Tweaks to the audit standards of large firms proposed by the National Financial Reporting Authority (NFRA) are facing stiff opposition from small and medium-sized audit firms that constitute the bulk of India’s chartered accountancy (CA) firms. In a discussion paper floated earlier this week, NFRA proposed to make the group auditor of a firm responsible for the entire financial statements of the company. This is part of the ISA 600 standards proposed to be implemented by NFRA.
Currently, large companies appoint a principal auditor who looks at the parent company and is responsible for only the financial statements of the parent company. The subsidiaries are audited by so-called component auditors who conduct audits limited to a particular subsidiary. The principal auditor, while auditing the group financials, relies upon certificates given by the component auditor.
Under the current rules, the principal auditor is not responsible for the accuracy of accounts that are reviewed by a component auditor. Generally, companies appoint large audit firms including the big four consultants as the principal auditor while component auditors are small and local firms.
An email sent to NFRA remained unanswered.
The statutory body for auditors, the Institute of Chartered Accountants in India (ICAI), has already submitted its feedback to NFRA.
“ISA 600 if implemented, will be detrimental to the auditing and CA profession in India, particularly for Small and Medium Practices (SMPs). For taking responsibility of entire group financial statements, a group auditor may pressurise the group management to replace the component auditors by group auditors. For that purpose, they may also cite the reasons such as overall savings in audit fees and uniformity in the quality of audit,” said a person close to ICAI.

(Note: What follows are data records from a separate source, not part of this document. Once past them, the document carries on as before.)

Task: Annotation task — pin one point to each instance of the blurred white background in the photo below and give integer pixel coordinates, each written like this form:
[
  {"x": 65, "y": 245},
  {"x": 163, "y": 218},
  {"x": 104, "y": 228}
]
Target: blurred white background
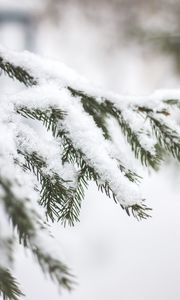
[{"x": 131, "y": 47}]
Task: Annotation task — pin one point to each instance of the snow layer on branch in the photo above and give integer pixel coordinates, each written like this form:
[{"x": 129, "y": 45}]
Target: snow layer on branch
[
  {"x": 141, "y": 127},
  {"x": 84, "y": 134}
]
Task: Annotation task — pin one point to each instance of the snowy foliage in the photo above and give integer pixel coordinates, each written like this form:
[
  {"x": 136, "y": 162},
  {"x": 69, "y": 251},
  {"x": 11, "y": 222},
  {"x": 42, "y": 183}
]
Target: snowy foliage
[{"x": 56, "y": 135}]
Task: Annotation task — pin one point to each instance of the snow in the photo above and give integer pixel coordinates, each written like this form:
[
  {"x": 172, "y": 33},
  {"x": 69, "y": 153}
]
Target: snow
[{"x": 30, "y": 136}]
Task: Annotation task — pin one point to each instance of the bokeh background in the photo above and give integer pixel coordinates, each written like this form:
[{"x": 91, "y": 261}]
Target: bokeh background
[{"x": 130, "y": 47}]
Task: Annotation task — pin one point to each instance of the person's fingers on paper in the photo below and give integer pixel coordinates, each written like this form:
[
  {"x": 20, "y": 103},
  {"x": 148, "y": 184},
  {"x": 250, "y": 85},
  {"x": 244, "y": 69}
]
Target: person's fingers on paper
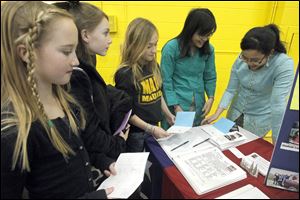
[
  {"x": 107, "y": 173},
  {"x": 112, "y": 168},
  {"x": 109, "y": 190},
  {"x": 171, "y": 119},
  {"x": 207, "y": 107},
  {"x": 160, "y": 133},
  {"x": 124, "y": 135},
  {"x": 209, "y": 119},
  {"x": 178, "y": 109}
]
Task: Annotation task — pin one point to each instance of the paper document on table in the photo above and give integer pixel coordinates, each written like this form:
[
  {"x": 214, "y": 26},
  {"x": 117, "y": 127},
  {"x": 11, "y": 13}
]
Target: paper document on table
[
  {"x": 211, "y": 130},
  {"x": 228, "y": 140},
  {"x": 245, "y": 192},
  {"x": 208, "y": 170},
  {"x": 128, "y": 165},
  {"x": 124, "y": 122},
  {"x": 185, "y": 119},
  {"x": 224, "y": 125},
  {"x": 236, "y": 152},
  {"x": 184, "y": 141}
]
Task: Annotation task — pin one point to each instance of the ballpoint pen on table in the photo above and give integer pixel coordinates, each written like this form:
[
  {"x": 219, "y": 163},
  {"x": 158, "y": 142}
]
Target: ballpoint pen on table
[
  {"x": 179, "y": 145},
  {"x": 201, "y": 142}
]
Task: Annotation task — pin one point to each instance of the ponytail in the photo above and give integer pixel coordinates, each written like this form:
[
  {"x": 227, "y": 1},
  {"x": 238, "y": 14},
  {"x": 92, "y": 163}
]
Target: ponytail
[
  {"x": 263, "y": 39},
  {"x": 279, "y": 46}
]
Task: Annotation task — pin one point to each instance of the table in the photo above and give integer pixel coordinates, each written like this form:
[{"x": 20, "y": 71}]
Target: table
[{"x": 168, "y": 182}]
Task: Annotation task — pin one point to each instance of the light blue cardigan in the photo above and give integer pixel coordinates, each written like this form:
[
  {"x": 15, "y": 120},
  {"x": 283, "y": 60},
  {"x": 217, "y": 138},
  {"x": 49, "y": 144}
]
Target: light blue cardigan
[{"x": 261, "y": 95}]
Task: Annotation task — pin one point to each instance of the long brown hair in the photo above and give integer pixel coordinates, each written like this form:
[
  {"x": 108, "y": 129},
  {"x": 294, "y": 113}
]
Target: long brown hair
[
  {"x": 28, "y": 23},
  {"x": 138, "y": 35}
]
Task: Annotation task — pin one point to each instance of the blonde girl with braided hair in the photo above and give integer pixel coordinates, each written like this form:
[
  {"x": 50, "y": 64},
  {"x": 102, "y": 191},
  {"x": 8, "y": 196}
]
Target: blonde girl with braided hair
[{"x": 41, "y": 148}]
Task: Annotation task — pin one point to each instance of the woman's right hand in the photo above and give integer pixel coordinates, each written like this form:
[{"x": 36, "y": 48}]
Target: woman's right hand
[
  {"x": 177, "y": 108},
  {"x": 209, "y": 119},
  {"x": 109, "y": 191},
  {"x": 159, "y": 132}
]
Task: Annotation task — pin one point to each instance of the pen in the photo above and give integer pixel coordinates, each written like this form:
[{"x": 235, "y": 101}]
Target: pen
[
  {"x": 179, "y": 145},
  {"x": 201, "y": 142}
]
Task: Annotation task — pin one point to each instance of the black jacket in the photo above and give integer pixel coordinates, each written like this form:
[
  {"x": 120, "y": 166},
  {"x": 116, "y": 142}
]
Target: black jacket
[
  {"x": 51, "y": 175},
  {"x": 104, "y": 111}
]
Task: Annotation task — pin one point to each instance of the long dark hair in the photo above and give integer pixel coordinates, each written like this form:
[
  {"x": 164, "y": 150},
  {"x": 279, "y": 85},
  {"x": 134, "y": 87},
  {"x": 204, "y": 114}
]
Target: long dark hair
[
  {"x": 87, "y": 16},
  {"x": 200, "y": 21},
  {"x": 263, "y": 39}
]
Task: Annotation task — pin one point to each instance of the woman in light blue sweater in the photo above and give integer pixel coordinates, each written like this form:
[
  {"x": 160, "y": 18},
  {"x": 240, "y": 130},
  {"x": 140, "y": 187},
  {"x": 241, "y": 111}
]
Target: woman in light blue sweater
[{"x": 260, "y": 81}]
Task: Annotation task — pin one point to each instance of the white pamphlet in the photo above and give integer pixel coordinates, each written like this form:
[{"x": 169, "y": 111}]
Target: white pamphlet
[
  {"x": 245, "y": 192},
  {"x": 128, "y": 165}
]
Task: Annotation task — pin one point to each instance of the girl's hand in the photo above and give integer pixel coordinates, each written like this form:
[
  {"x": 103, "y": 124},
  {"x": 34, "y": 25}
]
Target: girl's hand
[
  {"x": 207, "y": 106},
  {"x": 125, "y": 135},
  {"x": 159, "y": 132},
  {"x": 111, "y": 170}
]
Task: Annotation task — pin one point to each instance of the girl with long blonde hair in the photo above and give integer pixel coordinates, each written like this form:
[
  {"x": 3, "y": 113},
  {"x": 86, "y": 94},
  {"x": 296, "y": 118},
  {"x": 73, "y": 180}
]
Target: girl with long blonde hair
[
  {"x": 139, "y": 76},
  {"x": 41, "y": 148}
]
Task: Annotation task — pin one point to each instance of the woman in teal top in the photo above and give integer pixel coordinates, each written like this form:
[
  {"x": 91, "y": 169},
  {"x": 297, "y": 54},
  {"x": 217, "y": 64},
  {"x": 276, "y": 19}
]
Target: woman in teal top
[
  {"x": 188, "y": 66},
  {"x": 260, "y": 81}
]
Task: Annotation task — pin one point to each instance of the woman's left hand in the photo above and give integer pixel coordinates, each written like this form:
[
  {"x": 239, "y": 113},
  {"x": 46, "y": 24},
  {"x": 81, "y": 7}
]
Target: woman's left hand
[
  {"x": 171, "y": 119},
  {"x": 111, "y": 170},
  {"x": 207, "y": 106}
]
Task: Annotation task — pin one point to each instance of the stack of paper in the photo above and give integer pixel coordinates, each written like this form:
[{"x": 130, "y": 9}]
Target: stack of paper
[
  {"x": 246, "y": 192},
  {"x": 192, "y": 139},
  {"x": 183, "y": 122},
  {"x": 128, "y": 165},
  {"x": 208, "y": 170},
  {"x": 228, "y": 140}
]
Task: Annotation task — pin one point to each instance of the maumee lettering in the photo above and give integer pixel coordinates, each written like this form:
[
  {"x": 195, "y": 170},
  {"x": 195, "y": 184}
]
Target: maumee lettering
[{"x": 150, "y": 91}]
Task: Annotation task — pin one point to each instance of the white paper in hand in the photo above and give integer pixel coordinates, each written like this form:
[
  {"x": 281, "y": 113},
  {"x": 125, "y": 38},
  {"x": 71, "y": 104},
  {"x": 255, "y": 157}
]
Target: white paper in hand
[{"x": 128, "y": 165}]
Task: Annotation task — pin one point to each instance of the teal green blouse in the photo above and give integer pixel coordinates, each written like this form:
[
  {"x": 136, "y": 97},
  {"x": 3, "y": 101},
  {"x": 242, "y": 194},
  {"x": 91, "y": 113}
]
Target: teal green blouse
[
  {"x": 187, "y": 79},
  {"x": 260, "y": 95}
]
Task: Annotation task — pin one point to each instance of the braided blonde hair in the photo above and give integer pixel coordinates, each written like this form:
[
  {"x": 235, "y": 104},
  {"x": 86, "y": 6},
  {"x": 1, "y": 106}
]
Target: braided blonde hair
[{"x": 27, "y": 23}]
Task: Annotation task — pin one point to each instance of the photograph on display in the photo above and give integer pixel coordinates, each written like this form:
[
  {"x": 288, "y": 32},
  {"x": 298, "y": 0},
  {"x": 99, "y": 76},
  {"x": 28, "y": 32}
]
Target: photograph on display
[
  {"x": 283, "y": 179},
  {"x": 293, "y": 139}
]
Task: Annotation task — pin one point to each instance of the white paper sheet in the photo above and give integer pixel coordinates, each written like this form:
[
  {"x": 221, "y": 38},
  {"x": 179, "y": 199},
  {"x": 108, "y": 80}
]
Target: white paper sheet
[{"x": 130, "y": 168}]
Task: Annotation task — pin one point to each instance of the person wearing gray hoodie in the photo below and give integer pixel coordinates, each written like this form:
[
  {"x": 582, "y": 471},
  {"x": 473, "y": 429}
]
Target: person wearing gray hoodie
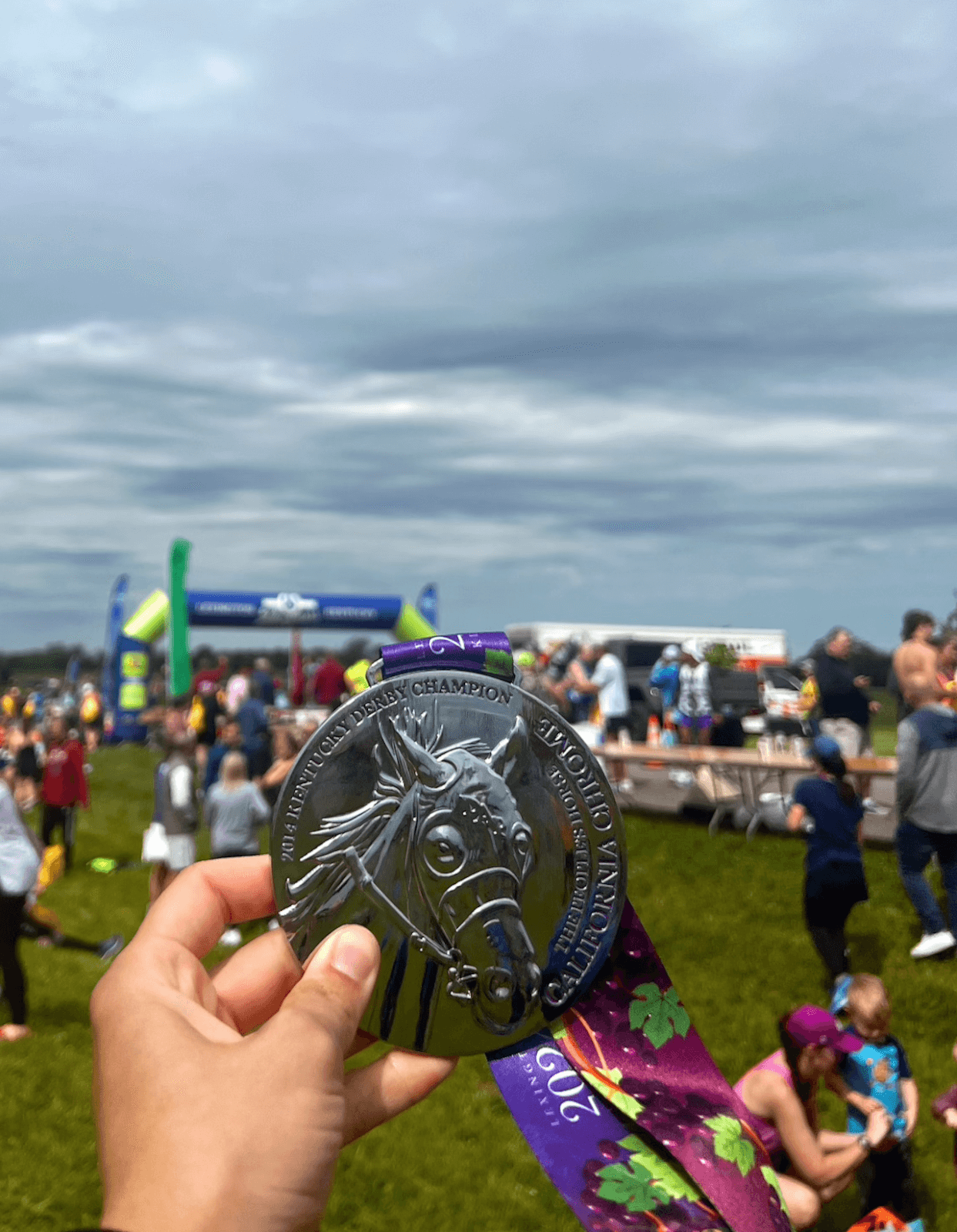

The new standards will apply to all large firms as defined in rule 3 of NFRA. However public sector companies have been exempt from the requirement. As per the NFRA act, all listed companies and unlisted companies with more than Rs 500 crore paid-up capital or turnover of over Rs 1,000 crore will be covered under the rules. Also, any unlisted company with over Rs 500 crore worth outstanding loans, as well as all insurance, banking and power companies will fall under the purview of the proposed rules.
“The impact of ISA 600 on small auditors, particularly component auditors would be more. Current practice relies on component auditors' reports, but ISA 600 requires principal auditors to review their work. This could lead to a loss of work for component auditors, potentially benefiting larger firms,” said Amarjit Chopra, former ICAI President. “A more appropriate thing would be that a principal auditor and component auditor should equally share the division of work and with that, responsibilities and accountability,” Chopra added.
New standards aimed to curb corporate frauds
The new rules were proposed by NFRA to curb accounting and corporate frauds that happen at the subsidiary level of large groups. In some of the high-profile cases, including IL&FS and Coffee Day Enterprises, it was observed that the parent company had advanced money via loans to the subsidiaries which were then diverted. Since the Principal Auditor was not required to track these loans, they simply went ahead with the group audit based on reports given by component CAs. In order to curb this loophole and increase the accountability of principal auditors, NFRA has decided to tweak the rules.
"Globally, the idea is that the auditor of the consolidated financial statement should take responsibility for such financial statements," said Parveen Kumar, Partner, National Head Assurance, ASA & Associates. "Global standards will eventually be adopted, and all firms need to accept the change and work in line with global practices."
Market participants can provide feedback to the consultation paper by October 30.